03-11-2019 07:56 AM
I have played around with a simple test example for coding styles. It has an internal memory (which is a member variable of the top module), a clock thread to initialize it and a clock thread that access the memory and produces an output. The objective is to understand how the memory access control signals (viz. address and clock enable) and the validation signals of the outputs are generated (since for some coding styles I got some non-obvious bizarre behaviors).
All these coding styles generates exactly the same behavior at high-level of abstraction SystemC simulation. However, they generate different HW with different behaviors. That it is not a surprise. However, I have been unable to find guide or documentation about how the coding style affects the FSMs and these control signals.
I attach the source files for the example (I hope they are easy enough to be understood for everybody) and screenshots of the waveforms of the studied signals for each style tested.
Please, can someone give us a clue or a reference for documentation about this topic? It is not trivial wich styles are better for HLS and which ones will mess up the design. Particularly, it is specially problematic when the memory clock enable is continuously switching all the time because it prevents the access to the memory from other cthreads. I hope this post may be useful for other users with similar coding style problems. This simple example may give some intel on which styles may be better.

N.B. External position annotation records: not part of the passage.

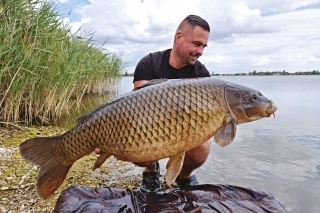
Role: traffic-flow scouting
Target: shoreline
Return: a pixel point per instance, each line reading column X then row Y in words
column 18, row 177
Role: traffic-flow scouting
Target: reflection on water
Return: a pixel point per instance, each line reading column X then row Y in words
column 281, row 155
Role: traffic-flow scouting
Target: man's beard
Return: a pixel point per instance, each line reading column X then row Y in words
column 191, row 60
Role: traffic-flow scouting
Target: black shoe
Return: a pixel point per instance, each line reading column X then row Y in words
column 191, row 181
column 150, row 180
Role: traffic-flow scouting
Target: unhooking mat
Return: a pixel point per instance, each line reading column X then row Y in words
column 200, row 198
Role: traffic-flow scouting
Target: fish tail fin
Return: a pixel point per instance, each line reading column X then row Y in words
column 42, row 151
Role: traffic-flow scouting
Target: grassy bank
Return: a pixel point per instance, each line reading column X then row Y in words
column 44, row 68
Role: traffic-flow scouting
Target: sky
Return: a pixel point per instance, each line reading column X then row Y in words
column 246, row 35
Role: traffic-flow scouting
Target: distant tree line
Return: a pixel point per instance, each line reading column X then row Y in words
column 314, row 72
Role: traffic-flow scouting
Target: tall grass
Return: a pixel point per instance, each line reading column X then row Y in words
column 44, row 68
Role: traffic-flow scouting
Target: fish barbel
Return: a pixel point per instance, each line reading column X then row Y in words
column 162, row 119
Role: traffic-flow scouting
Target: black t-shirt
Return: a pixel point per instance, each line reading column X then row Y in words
column 156, row 65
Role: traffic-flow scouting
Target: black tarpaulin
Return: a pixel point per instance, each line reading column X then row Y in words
column 200, row 198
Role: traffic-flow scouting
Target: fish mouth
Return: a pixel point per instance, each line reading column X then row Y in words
column 271, row 109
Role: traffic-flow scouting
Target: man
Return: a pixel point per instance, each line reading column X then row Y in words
column 190, row 39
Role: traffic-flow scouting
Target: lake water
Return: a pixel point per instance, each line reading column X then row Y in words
column 281, row 155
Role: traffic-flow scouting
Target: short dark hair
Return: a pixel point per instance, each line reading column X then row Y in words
column 195, row 20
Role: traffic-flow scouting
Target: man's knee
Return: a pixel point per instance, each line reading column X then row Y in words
column 143, row 164
column 198, row 155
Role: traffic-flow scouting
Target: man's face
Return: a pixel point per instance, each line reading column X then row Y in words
column 191, row 44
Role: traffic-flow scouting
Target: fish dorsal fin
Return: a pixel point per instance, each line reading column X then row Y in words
column 225, row 134
column 174, row 167
column 100, row 160
column 151, row 83
column 85, row 116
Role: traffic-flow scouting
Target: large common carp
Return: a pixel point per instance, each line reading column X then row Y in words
column 164, row 118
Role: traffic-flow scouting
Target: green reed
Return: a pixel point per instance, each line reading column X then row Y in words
column 45, row 69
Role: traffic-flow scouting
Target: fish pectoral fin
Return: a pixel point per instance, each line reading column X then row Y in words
column 100, row 160
column 174, row 167
column 226, row 133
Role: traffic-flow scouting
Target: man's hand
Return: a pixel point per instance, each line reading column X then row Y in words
column 97, row 151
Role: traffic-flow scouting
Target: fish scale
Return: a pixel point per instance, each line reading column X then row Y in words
column 162, row 119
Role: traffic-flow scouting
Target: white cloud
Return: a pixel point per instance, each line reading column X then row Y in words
column 242, row 36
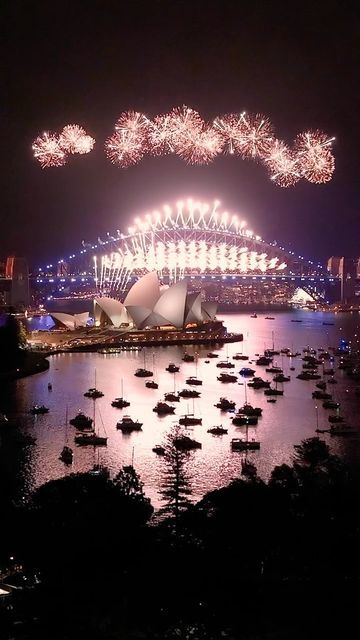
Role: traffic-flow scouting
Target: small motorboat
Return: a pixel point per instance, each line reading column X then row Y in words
column 246, row 372
column 162, row 408
column 217, row 431
column 249, row 410
column 67, row 455
column 273, row 392
column 189, row 393
column 239, row 444
column 226, row 377
column 151, row 384
column 81, row 421
column 172, row 368
column 281, row 378
column 193, row 380
column 184, row 443
column 189, row 420
column 331, row 404
column 120, row 403
column 225, row 405
column 5, row 422
column 93, row 393
column 90, row 439
column 127, row 424
column 39, row 409
column 159, row 450
column 143, row 373
column 225, row 364
column 241, row 420
column 171, row 397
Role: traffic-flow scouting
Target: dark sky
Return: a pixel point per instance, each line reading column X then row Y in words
column 85, row 62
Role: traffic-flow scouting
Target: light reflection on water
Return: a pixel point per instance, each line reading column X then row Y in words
column 283, row 424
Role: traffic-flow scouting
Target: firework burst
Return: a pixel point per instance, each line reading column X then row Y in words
column 124, row 149
column 201, row 149
column 74, row 139
column 317, row 161
column 283, row 164
column 256, row 134
column 48, row 152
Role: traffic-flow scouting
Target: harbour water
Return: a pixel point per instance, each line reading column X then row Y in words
column 283, row 424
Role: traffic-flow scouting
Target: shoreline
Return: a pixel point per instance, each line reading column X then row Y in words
column 33, row 363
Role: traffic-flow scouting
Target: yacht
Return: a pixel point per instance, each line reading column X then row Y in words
column 184, row 443
column 67, row 455
column 93, row 393
column 90, row 439
column 246, row 372
column 127, row 424
column 217, row 431
column 241, row 420
column 159, row 450
column 225, row 405
column 225, row 364
column 171, row 397
column 189, row 393
column 143, row 373
column 189, row 420
column 172, row 368
column 193, row 380
column 120, row 403
column 163, row 408
column 81, row 421
column 239, row 444
column 227, row 377
column 151, row 384
column 249, row 410
column 39, row 409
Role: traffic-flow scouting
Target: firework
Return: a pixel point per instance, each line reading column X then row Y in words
column 230, row 129
column 124, row 149
column 48, row 152
column 256, row 136
column 160, row 135
column 317, row 161
column 283, row 164
column 74, row 139
column 201, row 149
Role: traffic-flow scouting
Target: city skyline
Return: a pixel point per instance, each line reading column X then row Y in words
column 256, row 58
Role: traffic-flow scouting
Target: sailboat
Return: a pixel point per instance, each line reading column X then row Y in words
column 189, row 418
column 91, row 437
column 67, row 453
column 172, row 396
column 151, row 384
column 194, row 380
column 120, row 403
column 93, row 392
column 143, row 372
column 239, row 444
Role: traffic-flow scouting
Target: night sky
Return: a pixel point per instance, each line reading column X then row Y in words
column 85, row 62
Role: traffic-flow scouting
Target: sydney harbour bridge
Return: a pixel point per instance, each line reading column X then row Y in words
column 197, row 240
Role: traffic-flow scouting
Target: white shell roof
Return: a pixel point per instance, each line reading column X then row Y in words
column 145, row 292
column 172, row 304
column 114, row 310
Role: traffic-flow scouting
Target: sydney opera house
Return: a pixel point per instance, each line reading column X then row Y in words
column 147, row 306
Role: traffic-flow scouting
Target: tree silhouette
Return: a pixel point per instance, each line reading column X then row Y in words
column 176, row 482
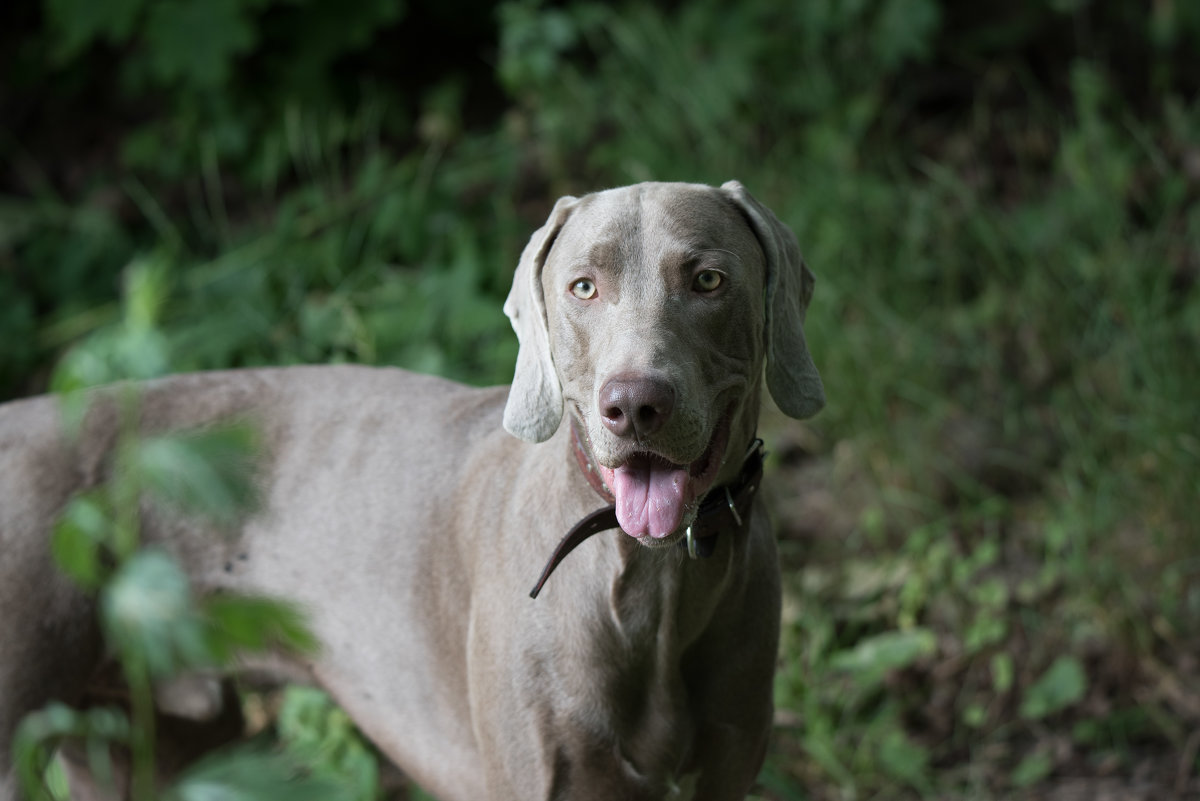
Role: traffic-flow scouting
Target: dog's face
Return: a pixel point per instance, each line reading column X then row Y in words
column 653, row 300
column 655, row 335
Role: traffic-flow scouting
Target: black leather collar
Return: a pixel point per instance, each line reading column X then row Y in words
column 725, row 509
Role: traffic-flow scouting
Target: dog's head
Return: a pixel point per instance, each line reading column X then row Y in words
column 648, row 313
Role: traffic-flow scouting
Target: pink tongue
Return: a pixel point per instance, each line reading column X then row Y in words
column 649, row 498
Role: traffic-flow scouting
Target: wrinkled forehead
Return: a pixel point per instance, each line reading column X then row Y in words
column 655, row 222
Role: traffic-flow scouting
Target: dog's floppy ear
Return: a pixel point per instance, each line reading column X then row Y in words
column 535, row 402
column 792, row 378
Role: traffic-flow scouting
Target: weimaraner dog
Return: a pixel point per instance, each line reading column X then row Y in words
column 409, row 517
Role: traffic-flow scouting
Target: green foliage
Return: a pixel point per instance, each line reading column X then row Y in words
column 1000, row 205
column 151, row 622
column 321, row 735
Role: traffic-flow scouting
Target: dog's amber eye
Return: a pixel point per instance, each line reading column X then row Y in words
column 706, row 281
column 583, row 289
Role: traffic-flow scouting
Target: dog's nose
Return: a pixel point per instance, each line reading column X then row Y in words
column 635, row 405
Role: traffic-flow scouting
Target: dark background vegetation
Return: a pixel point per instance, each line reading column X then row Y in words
column 989, row 536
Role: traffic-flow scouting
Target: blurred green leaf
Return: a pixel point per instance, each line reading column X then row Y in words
column 253, row 774
column 40, row 733
column 208, row 471
column 321, row 735
column 1062, row 685
column 873, row 657
column 150, row 618
column 239, row 622
column 905, row 759
column 79, row 537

Note: following Xilinx recommendations the output port has a "handshake" validation protocol (i.e. the dout_vld signal). Actually, this is necessary for re-using the SystemC testbench from the high-level of abstraction simulation, in which a lot of complex computation can be done in one "clock cylcle" (it would be more wise to say one simulation synchronization), to the RTL simulation, which needs more clock cycles to compute some of the functonalities described. Surprisingly, Vivado HLS generates extra validation signals internally, including a validation signal of the validation signal.
03-13-2019 04:18 PM
You're absolutely correct that coding styles can make a huge difference in the generated hardware, even though both give the same results. There's not really a guide to explain this in more detail than UG902, which does give general recommendations about what to do and what not to do to make your code synthesizeable.
In general, sometimes we want to know what HLS is creating for hardware so we can better optimize it, but that's difficult to do when the value of HLS is that we don't have to dive into the hardware. Plus, the HDL HLS produces is not exactly reader friendly, in the same way you usually wouldn't read the output of gcc.
I'll also add - the vast majority of our users code in C/C++ since it's simpler, but it also means help is hard to come by for SystemC users.